The French ceremony was conducted in the presence of approximately 40 friends and family members and was followed by a dinner at the French residence.
The ceremony at the Russian embassy included opera music and a surprise appearance by Daniel Heifetz, a renowned concert violinist and founder of the Heifetz International Music Institute. The approximately 300 guests enjoyed a feast that included caviar, champagne, vodka and Fabergé-egg-themed cakes set amid ice sculptures.
Lehrman has served as a major sponsor of the 2010 Fulbright Prize for International Understanding Award Ceremony and major sponsor and Co-chairwoman of the 2011 Fulbright Lifetime Achievement Medal Dinner. She is also an integral liaison and lead sponsor for the Youth Orchestra of the Americas 2011 World tour of China, and since 2009, as a major sponsor of the Kids Euro Festival, a cultural program provided by the European Union member countries for children in the Washington area.
Among her accomplishments, Lehrman’s appreciation for the arts – particularly opera – stands out.
“Opera is the amalgamation of all the arts, combining vocal and instrumental talent with all of the elements of theater,” she says. “It’s very important for our nation’s capital to have an international opera company.”
Lehrman’s passion for charity and music were instilled in her at an early age.
“My parents were very involved with charities as I was growing up and they were an inspiring example,” she says of her upbringing in Gainesville, Fla. “My greatest source for inspiration has always been my mother.
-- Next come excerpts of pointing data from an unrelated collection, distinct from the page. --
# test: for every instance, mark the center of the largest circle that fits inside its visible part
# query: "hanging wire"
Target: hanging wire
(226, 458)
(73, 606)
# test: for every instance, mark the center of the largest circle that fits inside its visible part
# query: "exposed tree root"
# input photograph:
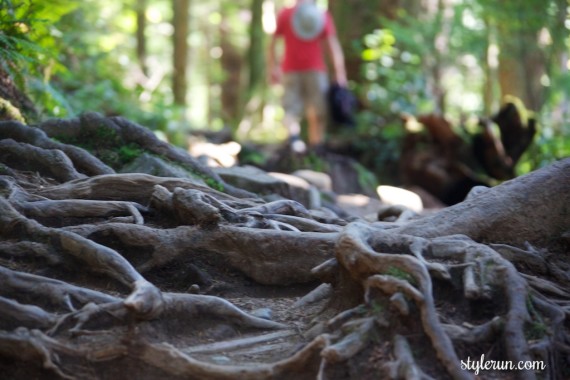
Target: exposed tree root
(462, 281)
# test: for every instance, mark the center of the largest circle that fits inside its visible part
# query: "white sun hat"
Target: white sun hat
(308, 21)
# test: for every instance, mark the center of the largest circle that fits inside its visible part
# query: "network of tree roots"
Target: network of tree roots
(127, 275)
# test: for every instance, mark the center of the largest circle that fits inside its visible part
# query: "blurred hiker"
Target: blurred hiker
(308, 33)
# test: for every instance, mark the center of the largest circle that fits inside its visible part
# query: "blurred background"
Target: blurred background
(178, 66)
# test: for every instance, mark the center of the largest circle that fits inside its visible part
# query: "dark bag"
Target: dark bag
(342, 105)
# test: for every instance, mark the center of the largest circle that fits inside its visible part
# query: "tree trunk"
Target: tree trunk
(141, 38)
(180, 22)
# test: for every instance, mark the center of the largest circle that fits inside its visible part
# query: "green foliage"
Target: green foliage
(401, 274)
(129, 152)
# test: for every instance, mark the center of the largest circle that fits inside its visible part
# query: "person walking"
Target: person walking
(310, 38)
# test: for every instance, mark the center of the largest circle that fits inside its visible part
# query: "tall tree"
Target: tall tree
(255, 53)
(180, 22)
(141, 38)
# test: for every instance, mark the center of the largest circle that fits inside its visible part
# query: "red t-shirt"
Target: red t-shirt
(302, 55)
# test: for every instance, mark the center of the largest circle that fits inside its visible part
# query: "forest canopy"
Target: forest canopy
(180, 65)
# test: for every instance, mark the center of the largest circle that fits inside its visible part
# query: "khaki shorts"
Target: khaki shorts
(305, 89)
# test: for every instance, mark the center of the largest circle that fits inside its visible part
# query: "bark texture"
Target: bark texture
(108, 275)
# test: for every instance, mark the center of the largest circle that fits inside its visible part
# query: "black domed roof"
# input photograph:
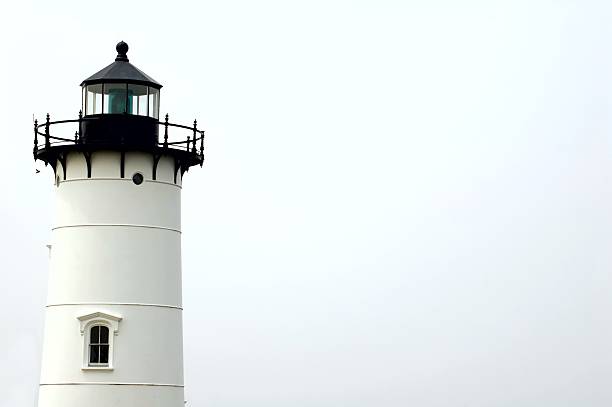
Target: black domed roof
(121, 71)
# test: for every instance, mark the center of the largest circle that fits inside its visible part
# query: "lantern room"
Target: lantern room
(119, 112)
(121, 88)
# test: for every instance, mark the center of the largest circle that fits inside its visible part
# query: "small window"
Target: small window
(98, 331)
(98, 346)
(137, 178)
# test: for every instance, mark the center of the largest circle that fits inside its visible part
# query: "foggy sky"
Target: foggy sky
(403, 203)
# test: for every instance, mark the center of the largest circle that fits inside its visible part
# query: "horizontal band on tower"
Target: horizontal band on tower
(129, 225)
(120, 179)
(111, 384)
(114, 303)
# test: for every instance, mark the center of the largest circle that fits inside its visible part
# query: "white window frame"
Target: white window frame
(101, 319)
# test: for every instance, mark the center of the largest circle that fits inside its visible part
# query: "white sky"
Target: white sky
(403, 203)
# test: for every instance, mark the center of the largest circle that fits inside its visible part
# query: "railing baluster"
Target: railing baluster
(166, 132)
(202, 149)
(195, 132)
(80, 132)
(47, 141)
(35, 137)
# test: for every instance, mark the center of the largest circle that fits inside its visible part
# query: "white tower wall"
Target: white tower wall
(116, 251)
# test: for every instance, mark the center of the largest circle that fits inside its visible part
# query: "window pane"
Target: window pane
(115, 98)
(94, 99)
(93, 354)
(94, 335)
(154, 103)
(137, 99)
(103, 354)
(103, 334)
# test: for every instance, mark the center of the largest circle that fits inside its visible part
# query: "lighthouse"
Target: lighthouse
(113, 319)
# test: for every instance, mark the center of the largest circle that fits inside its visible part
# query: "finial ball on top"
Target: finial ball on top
(122, 48)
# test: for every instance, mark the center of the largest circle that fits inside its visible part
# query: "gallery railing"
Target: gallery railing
(194, 143)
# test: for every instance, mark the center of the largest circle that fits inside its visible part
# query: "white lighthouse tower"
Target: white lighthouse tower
(113, 323)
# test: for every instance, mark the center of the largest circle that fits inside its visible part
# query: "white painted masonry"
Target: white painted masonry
(117, 258)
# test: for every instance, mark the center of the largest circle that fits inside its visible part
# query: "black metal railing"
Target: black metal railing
(194, 143)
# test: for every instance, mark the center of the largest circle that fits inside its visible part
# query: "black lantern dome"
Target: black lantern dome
(120, 112)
From a very early age, she encouraged me to look beyond the exterior of a person, that is, what they’re wearing, what they look like, what they drive, etc., and really try to discover what’s on the inside … what’s in their heart. This very fundamental advice has been a wonderful gift to me on so many levels personally and professionally and I believe this lesson is key to cultural understanding, too.”
Lehrman pursued the piano early on but came to prefer singing. She started voice lessons at 13 and studied voice most of her life. Though she studied opera, she never pursued it professionally. Lehrman generally sang the role of the young ingénue lead, such as Bianca in “Kiss Me Kate.” At the time she became involved with the Washington Opera, Placido Domingo was the director. Working with him, she says, was a “wonderful and great experience.”
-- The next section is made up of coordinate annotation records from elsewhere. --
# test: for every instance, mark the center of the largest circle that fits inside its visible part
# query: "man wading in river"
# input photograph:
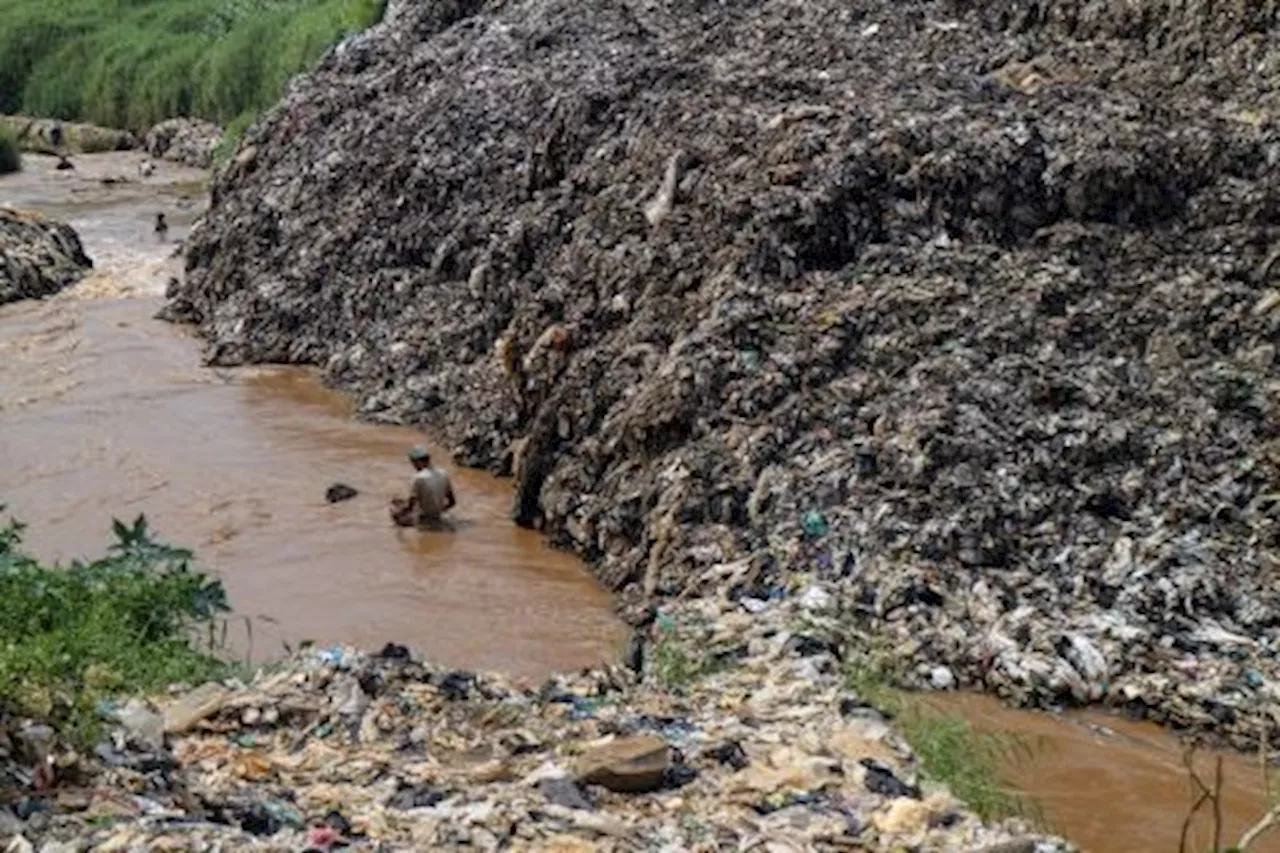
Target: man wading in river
(430, 496)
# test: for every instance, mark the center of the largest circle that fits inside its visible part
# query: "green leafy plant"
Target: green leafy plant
(951, 752)
(133, 64)
(73, 635)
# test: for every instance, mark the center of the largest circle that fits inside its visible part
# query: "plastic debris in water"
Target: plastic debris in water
(816, 524)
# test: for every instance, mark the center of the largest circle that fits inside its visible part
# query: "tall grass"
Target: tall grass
(73, 635)
(132, 63)
(969, 762)
(10, 158)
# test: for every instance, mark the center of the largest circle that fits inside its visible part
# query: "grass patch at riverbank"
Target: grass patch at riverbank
(72, 635)
(10, 158)
(132, 64)
(952, 752)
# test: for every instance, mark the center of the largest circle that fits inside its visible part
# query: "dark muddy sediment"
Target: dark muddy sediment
(970, 313)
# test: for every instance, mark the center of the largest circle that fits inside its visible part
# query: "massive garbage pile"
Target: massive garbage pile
(968, 308)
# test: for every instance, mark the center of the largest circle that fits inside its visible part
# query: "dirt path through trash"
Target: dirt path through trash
(105, 411)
Lehrman’s philanthropy includes endowing a chair in Russian History and Culture at American University; a chair in Algesiology for the study and treatment of pain at the University of Medicine and Dentistry of New Jersey; renovation of a Bone Marrow Transplant wing at Columbia Presbyterian Hospital in New York City, the Carmel Cancer Center at Memorial Sloan Kettering Hospital, and the Robert Carmel Conference Room at the Lenox Hill Hospital in New York City.
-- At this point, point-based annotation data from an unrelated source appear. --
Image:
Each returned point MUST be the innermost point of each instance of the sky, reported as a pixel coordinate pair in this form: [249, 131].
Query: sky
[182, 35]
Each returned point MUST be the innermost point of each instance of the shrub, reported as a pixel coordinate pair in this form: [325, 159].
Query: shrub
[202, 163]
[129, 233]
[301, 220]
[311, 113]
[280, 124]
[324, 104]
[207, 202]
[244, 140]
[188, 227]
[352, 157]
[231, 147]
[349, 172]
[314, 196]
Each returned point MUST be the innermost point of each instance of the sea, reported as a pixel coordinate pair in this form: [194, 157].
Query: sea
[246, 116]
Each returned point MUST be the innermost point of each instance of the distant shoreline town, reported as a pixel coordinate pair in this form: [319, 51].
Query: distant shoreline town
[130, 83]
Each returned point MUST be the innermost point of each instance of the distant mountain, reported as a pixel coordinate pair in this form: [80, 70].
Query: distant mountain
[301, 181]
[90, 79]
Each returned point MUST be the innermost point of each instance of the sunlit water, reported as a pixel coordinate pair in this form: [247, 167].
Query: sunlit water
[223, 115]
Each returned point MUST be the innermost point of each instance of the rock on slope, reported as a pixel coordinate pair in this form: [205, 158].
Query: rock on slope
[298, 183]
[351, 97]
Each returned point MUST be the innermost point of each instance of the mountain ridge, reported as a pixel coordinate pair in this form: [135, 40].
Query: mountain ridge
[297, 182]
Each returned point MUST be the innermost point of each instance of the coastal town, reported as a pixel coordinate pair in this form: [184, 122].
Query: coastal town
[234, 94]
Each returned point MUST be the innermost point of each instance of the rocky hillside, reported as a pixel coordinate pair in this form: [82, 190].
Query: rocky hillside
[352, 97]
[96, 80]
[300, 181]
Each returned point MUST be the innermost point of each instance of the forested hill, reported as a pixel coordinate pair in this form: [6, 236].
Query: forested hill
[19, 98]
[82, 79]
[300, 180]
Her late husband died of cancer and she cites her first-hand experience in the suffering involved with that disease as a major reason for her involvement with healthcare charitable works.
In view of current economic problems and the fact that many philanthropic givers have been tightening their wallets, Lehrman stresses the need for continued giving to others. “Whether it’s through monetary donations, or through volunteering time or expertise, it is important to get involved and help when and where you can, however you can.”